How do you explain that it is the so-called imperfect that is the tense of
narration in Vedic?

> This is seen remarkably well in the prohibitive use of the prs. vs. aor.
> injunctive, as propounded so clearly by Hoffmann.

Hoffmann's claim requires morphological gymnastics, such as taking i:'s'ata
as an aorist and still has some holes (eg, jivi:t).

> Still, even verbs generally signifying completed action could form
> duratives, indicating e.g. a repetition of the action (give one thing, and
> then another) or an as yet unsuccessful attempt (I'm opening the window).

How do you classify ``I learned that chapter in one month?''

> We know that this kind of change was small enough in the languages here
> concerned to lead to a number of misplaced aspect stems. E.g., the
> Armenian aor. eber is an old ipf. Is the jump from "narrative past" to
> "recent past" so great? If it is, even great changes happen.

But if the PIE ``imperfect'' was really just a preterite, what we see in
Armenian eber is old preterite becoming an aorist due to the rise of an
imperfective past. That is attested. For example, Kui, a Dravidian language,
has generalized an old progressive into an imperfective and this limited the
preexisting past into an aorist.

It is not the size of the change, but the direction and manner of the
change, that must be credible. All I am asking for is a single
uncontrovertable evidence of this change. It won't do to say, as I was once
told by an Indologist, that this change is possible because it must have
happened in Vedic. You need to give an example where the perfective past
category can be established from >preserved texts<.

What I find difficult to swollow with the argument for aspect in PIE is that
the association ``imperfect'' = imperfective is limited to Greek. The two
oldest recorded dialects, Hittite and Vedic, do not work that way. We are
simply supposed to believe that they innovated, but what do we get in
return? What can you explain this way that you cannot explain otherwise?

[quoted from a different post]
> The most rewarding experience during the time I have been
> watching Indo-European Studies has been to see the protolanguage
> come alive and assume an increasingly well-established structure, [...]

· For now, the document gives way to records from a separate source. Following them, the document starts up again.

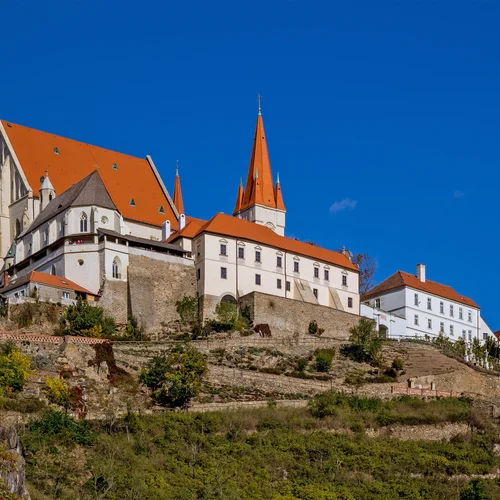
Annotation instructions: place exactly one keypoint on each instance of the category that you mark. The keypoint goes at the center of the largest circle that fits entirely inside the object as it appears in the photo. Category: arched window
(83, 223)
(117, 268)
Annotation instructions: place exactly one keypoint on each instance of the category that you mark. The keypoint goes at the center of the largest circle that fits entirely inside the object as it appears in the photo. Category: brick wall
(287, 316)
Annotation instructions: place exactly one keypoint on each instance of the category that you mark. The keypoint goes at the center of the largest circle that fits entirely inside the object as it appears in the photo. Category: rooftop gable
(126, 177)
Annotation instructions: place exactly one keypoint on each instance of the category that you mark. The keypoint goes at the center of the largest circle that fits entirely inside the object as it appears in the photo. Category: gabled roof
(126, 177)
(226, 225)
(401, 279)
(89, 191)
(45, 279)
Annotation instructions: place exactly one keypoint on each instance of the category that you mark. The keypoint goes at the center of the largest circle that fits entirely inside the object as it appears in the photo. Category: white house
(427, 307)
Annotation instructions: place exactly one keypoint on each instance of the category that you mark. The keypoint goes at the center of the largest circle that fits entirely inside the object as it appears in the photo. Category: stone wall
(287, 316)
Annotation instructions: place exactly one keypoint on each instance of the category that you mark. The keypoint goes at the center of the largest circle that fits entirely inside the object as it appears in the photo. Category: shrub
(324, 358)
(176, 378)
(314, 329)
(365, 341)
(15, 369)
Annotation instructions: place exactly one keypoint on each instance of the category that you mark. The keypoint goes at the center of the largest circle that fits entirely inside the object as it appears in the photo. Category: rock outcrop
(12, 467)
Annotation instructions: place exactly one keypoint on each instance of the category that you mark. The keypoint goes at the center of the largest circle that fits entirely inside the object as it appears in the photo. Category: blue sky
(382, 118)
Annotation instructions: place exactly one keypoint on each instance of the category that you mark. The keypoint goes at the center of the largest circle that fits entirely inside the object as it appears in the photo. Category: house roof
(126, 177)
(45, 279)
(401, 279)
(89, 191)
(226, 225)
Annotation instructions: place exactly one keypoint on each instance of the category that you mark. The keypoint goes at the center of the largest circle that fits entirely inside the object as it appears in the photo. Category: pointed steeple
(177, 198)
(278, 197)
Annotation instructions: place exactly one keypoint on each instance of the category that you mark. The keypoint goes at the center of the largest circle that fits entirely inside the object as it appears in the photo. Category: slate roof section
(401, 279)
(89, 191)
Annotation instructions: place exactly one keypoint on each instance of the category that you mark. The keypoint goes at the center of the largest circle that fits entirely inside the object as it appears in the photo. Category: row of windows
(441, 308)
(279, 263)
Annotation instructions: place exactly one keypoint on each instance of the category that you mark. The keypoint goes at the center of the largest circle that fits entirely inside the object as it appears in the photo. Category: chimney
(421, 272)
(165, 230)
(182, 221)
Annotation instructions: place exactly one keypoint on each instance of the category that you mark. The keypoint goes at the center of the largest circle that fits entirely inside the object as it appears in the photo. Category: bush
(314, 329)
(176, 378)
(324, 358)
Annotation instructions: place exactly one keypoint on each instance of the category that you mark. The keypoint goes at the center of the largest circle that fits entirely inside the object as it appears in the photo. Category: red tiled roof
(126, 177)
(226, 225)
(401, 279)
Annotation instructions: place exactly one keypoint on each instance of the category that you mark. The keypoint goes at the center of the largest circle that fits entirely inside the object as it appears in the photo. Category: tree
(365, 341)
(15, 369)
(367, 268)
(176, 378)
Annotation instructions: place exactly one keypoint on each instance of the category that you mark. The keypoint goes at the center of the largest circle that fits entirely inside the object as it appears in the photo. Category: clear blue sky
(389, 108)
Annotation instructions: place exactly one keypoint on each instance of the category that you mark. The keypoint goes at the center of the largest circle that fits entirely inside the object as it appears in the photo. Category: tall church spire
(177, 199)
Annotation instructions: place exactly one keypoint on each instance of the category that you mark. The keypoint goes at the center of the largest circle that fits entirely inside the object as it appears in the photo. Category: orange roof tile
(259, 188)
(401, 279)
(179, 204)
(238, 228)
(126, 177)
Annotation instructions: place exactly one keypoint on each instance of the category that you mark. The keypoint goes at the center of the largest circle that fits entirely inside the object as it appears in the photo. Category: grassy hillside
(318, 453)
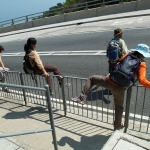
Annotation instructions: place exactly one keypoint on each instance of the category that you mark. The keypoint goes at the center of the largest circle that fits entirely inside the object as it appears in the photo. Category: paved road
(90, 36)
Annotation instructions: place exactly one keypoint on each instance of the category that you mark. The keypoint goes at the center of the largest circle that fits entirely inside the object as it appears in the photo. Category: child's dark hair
(28, 46)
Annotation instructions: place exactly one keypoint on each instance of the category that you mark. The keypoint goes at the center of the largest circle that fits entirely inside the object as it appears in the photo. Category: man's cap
(142, 49)
(1, 48)
(118, 31)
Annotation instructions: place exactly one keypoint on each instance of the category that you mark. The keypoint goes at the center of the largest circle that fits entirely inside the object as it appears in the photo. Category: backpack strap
(35, 79)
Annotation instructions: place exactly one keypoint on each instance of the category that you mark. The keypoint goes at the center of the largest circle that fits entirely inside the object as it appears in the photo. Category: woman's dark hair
(28, 46)
(139, 55)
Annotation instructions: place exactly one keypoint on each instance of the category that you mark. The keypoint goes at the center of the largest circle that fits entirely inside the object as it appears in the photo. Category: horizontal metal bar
(23, 87)
(75, 77)
(24, 133)
(75, 6)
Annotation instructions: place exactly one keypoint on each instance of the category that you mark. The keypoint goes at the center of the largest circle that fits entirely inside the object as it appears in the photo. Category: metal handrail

Do we really understand the variety of syntactic structures and their
diachrony that well? I have mentioned the Tamil -vidu construction a few
times. You will find some linguists call that a perfective and the Tamil
simple past an imperfective. This is simply wrong as the simple past is and
has been the tense of narration for the 2000+ year recorded history, and
this distinction is nothing like the perfective-imperfective distintion in
Russian or Arabic, as can be seen by comparing the translations of Dahl's
questionairre [or simply use his summaries]. Use of the inappropriate lables
is due to either trying to fit every non-tense non-mood apposition into the
Procrustean bed of perfective-imperfective distinction or the lack of
adequate terminology. If anyone thinks that they know how Tamil syntax works
based on these labels, the mildest thing one can say is that (s)he is
woefully misinformed.

It can be even worse: Similar constructions exist in some NIA languages
which also have a prefective-imperfective distinction that is different
(imperfective out of old progressive). I have seen at least one linguist
apply the label of perfective to the construction with auxillary, and
imperfective to the one without the auxillary. This completely misrepresents
the syntax.

What reason is there to think that we are not making the same kind of
mistake with PIE? I am not asking for certainity here, but evidence for
greater probability than the opposite.